| Komisyon Adı | : | PLAN VE BÜTÇE KOMİSYONU |
| Konu | : | 2020 Yılı Merkezi Yönetim Bütçe Kanunu Teklifi (1/278) ile 2018 Yılı Merkezi Yönetim Kesin Hesap Kanunu Teklifi (1/277) ve Sayıştay tezkereleri a) Aile, Çalışma ve Sosyal Hizmetler Bakanlığı b) Çalışma ve Sosyal Güvenlik Bakanlığı c)Mesleki Yeterlilik Kurumu ç) Devlet Personel Başkanlığı d)Sosyal Güvenlik Kurumu e) Türkiye İş Kurumu |
| Dönemi | : | 27 |
| Yasama Yılı | : | 3 |
| Tarih | : | 19 .11.2019 |
MUSTAFA KALAYCI (Konya) - Sayın Başkan, değerli milletvekili arkadaşlarım, Sayın Bakan, Bakanlığımızın ve kurumlarımızın değerli temsilcileri, kıymetli basın mensupları; öncelikle hepinizi saygıyla selamlıyorum.
Sayın Bakanım, sunumunuz için teşekkür ediyorum, ekibinizle birlikte başarılı çalışmalar diliyorum.
Konuşmama sosyal güvenlik sistemiyle ilgili bir değerlendirmeyle başlamak istiyorum. Ülkemizde sosyal güvenlik hakkı anayasal güvence altına alınmakla birlikte, uygulamada eşitlik ve adalet ilkeleri gerektiği şekilde, tam tesis edilememiş, sosyal güvenlik sisteminin karşı karşıya kaldığı sorunlar ve açmazlar giderilememiştir. Sosyal güvenlik sisteminin 2002 yılında 2,08 olan aktif-pasif oranı 2018 yılında 1,86; 2019 yılı Ağustos ayı itibarıyla da 1,77 düzeyindedir. Çırak, stajyer ve kursiyerleri dikkate almadığımız zaman 2018 yılında aktif-pasif oranı 1,73 olmaktadır ve 2019'da da 1,70 olması beklenmektedir. Bu durumda, yaklaşık 1,7 sigortalının ödediği primle bir emekli aylığı ödenmekte olup sistemin finansal sürdürülebilirliği kaygı vermektedir.
Sosyal Güvenlik Kurumunun gelirleri giderlerini karşılamamaktadır. 2008 yılından itibaren uygulamaya konulan devlet prim katkısına rağmen Kurum açık vermektedir. 2018 yılında devlet prim katkısı 57,6 milyar liradır. 2019 yılında SGK açığında yüksek oranda artış bulunmakta olup yılın ilk sekiz ayında 34 milyar liraya varan açık tutarı, 2018 yılı toplam açığı olan 16 milyar liranın 2 katına çıkmış durumdadır.
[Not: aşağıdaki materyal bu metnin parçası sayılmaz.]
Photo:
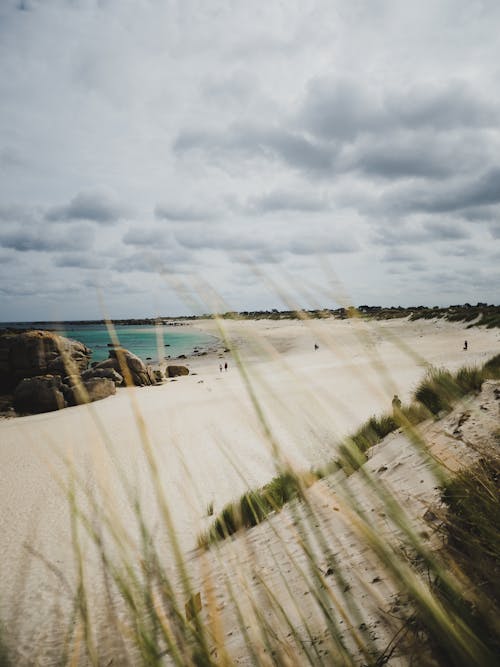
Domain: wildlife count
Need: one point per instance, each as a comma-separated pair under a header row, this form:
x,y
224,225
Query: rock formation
x,y
176,371
39,394
129,366
33,353
46,372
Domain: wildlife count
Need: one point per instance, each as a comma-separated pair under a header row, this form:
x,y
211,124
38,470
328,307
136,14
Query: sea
x,y
153,344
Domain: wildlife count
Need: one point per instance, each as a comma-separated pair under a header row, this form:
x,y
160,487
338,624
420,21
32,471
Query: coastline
x,y
207,441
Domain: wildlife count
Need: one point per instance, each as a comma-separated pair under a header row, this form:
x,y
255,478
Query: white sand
x,y
205,435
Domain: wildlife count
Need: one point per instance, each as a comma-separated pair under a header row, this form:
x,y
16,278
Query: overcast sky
x,y
329,150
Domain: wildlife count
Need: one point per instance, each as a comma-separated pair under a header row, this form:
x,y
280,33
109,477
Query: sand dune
x,y
206,437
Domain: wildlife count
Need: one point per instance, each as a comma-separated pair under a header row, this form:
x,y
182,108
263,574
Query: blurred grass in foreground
x,y
150,614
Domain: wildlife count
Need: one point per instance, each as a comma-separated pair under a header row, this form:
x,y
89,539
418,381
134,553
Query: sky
x,y
163,157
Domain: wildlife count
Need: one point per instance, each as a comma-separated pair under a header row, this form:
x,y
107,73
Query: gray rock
x,y
108,373
128,364
176,371
88,391
36,353
39,394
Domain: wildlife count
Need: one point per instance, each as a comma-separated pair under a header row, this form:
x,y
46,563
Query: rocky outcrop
x,y
88,391
129,366
48,372
39,394
176,371
107,373
36,353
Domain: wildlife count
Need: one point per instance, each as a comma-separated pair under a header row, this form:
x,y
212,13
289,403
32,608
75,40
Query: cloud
x,y
318,245
342,108
419,233
495,230
99,206
190,213
250,141
44,238
81,261
152,261
149,237
401,255
279,201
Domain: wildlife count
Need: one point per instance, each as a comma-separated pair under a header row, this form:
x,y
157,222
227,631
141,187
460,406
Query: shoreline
x,y
208,441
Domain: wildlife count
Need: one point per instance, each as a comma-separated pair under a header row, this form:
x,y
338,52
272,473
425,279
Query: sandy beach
x,y
207,440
Sosyal Güvenlik Kurumu açıkları ve Hazinenin çeşitli kanunlardan kaynaklanan yükümlülükleri merkezî yönetim bütçesinden yapılan transfer ödemeleriyle karşılanmaktadır. Bütçe transferlerinin gayrisafi yurt içi hasılaya oranı 2002 yılında yüzde 2,76 iken o oran 2018 yılında yüzde 4,04'e çıkmıştır. Bütçeden, 2019 yılında 192 milyar, 2020 yılında 219 milyar lira transfer edilmektedir.
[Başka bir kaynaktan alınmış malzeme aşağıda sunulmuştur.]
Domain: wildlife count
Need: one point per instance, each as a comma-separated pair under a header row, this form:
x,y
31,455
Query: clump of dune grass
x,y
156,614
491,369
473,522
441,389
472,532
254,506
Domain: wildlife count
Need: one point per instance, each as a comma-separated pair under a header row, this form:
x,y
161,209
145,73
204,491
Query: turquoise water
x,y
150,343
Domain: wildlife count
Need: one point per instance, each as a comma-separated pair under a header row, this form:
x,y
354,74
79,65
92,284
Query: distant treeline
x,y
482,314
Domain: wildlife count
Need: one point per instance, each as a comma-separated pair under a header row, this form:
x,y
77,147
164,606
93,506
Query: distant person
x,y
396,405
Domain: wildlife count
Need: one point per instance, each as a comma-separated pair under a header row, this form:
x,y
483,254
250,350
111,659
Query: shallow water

Sosyal güvenlik sisteminin temel sorunları, geçmişte uygulanan erken emekliliğin hâlen devam eden etkisi, kayıt dışı istihdamın yüksekliği, prime esas kazancın düşük gösterilmesi, prim tahsilat oranının düşüklüğü, af ve ödeme kolaylığı gibi uygulamalarla prim ödeme eğiliminin azalması, uzayan ortala ömür nedeniyle artan aylık ödemeleri ve sağlık yardımlarının yanı sıra prim gelirleri ile ödenen aylıklar arasındaki ilişkinin zayıflığıdır. Sayın Bakanım, ayrıca bu çağda yersiz ve usulsüz ödemeler yapılması kabul edilemez. Sistem, ölen birine sağlık yardımı yapıyorsa bunu bir düşünmemiz lazım. Harcamalarda mutlaka etkinlik sağlanmalı, Sayıştay önerilerine titizlikle uyulmalıdır.
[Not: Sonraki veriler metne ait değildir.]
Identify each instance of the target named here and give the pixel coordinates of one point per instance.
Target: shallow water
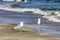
(30, 21)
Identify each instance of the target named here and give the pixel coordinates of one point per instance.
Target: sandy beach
(6, 33)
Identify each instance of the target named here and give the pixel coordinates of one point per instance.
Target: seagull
(19, 26)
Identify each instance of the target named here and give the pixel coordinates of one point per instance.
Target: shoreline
(6, 33)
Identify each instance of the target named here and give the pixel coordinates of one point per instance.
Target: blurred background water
(30, 19)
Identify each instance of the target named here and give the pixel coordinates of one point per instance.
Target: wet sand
(6, 33)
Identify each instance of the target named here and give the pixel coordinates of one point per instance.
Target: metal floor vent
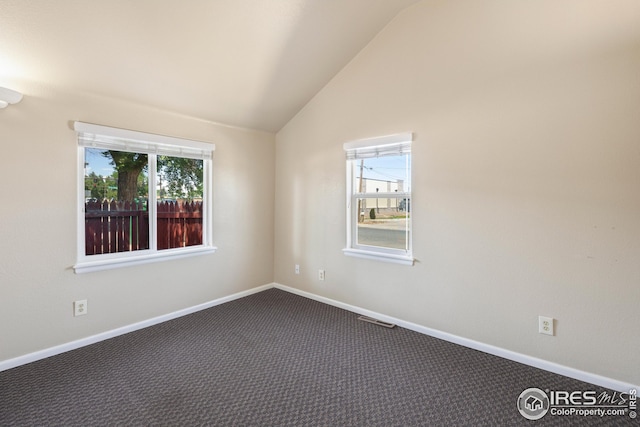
(376, 322)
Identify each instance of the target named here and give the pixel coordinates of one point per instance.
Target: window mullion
(153, 202)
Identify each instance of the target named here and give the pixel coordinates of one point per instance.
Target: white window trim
(153, 145)
(371, 147)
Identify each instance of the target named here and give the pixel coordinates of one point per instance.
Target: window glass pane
(386, 174)
(116, 197)
(383, 222)
(180, 197)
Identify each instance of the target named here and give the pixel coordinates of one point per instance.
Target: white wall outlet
(80, 307)
(545, 325)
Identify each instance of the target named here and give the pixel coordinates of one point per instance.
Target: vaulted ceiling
(248, 63)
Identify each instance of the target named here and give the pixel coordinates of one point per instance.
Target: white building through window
(379, 198)
(142, 197)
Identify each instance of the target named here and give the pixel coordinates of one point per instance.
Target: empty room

Sosyal güvenlik sisteminin çıkmaza düşmesini durdurmak maksadıyla erken emekliliğe mâni olmak için, rahmetli Turgut Özal döneminde, 1986 yılında, emeklilik yaşını kadınlar için 50'ye, erkekler için 55'e çıkaran düzenleme yapılmıştır ve kademeli geçiş öngörülmüştür. Ancak -her ikisi de rahmetli- Demirel-İnönü Hükûmeti döneminde, 1992 yılında 3774 sayılı Kanun'la emeklilik yaş haddinin kaldırılarak kadınlarda 38, erkeklerde 43 yaşında emekli olma yolu açılması sosyal güvenlik kurumlarının açıklarının hızla büyümesinde en başta gelen etkenlerden biri olmuştur. Dünyanın hiçbir ülkesi 38-43 yaşında emekliliğin yükünü kaldıramaz... (Uğultular)
BAŞKAN - Arkadaşlar, biraz sessiz olalım lütfen.
MUSTAFA KALAYCI (Konya) - ...nitekim uygulaması da yoktur, hatta emeklilik yaşı 65'in çok üzerine çıkarılmaktadır.
57'nci Hükûmet döneminde, 1999 yılında 4447 sayılı Kanun'la yaş haddi kadınlarda 58, erkeklerde 60 olarak belirlenmiş; mevcut sigortalılar için de kademeli geçiş öngörülmüştür. AK PARTİ döneminde, 2008 yılında çıkarılan 5510 sayılı Kanun'la da yaş haddi 65'e çıkarılmış, kademeli geçiş öngörülmüş, ayrıca devletin prim katkısında bulunması öngörülmüş ve emekli aylığı hesabında aylık bağlama oranı düşürülmüş, büyümeden yüzde 100 verilen payın yüzde 30'a çekilmesi düzenlenmiştir.
Demirel-İnönü Hükûmeti tarafından 1992 yılında yapılan düzenlemenin sosyal güvenlik sistemine olan yükü hâlen devam etmekte olup, bu dönemde oluşan ve hâlen devam eden genç emekliler nedeniyle sistemin daha uzun yıllar olumsuz etkileneceği de açıktır.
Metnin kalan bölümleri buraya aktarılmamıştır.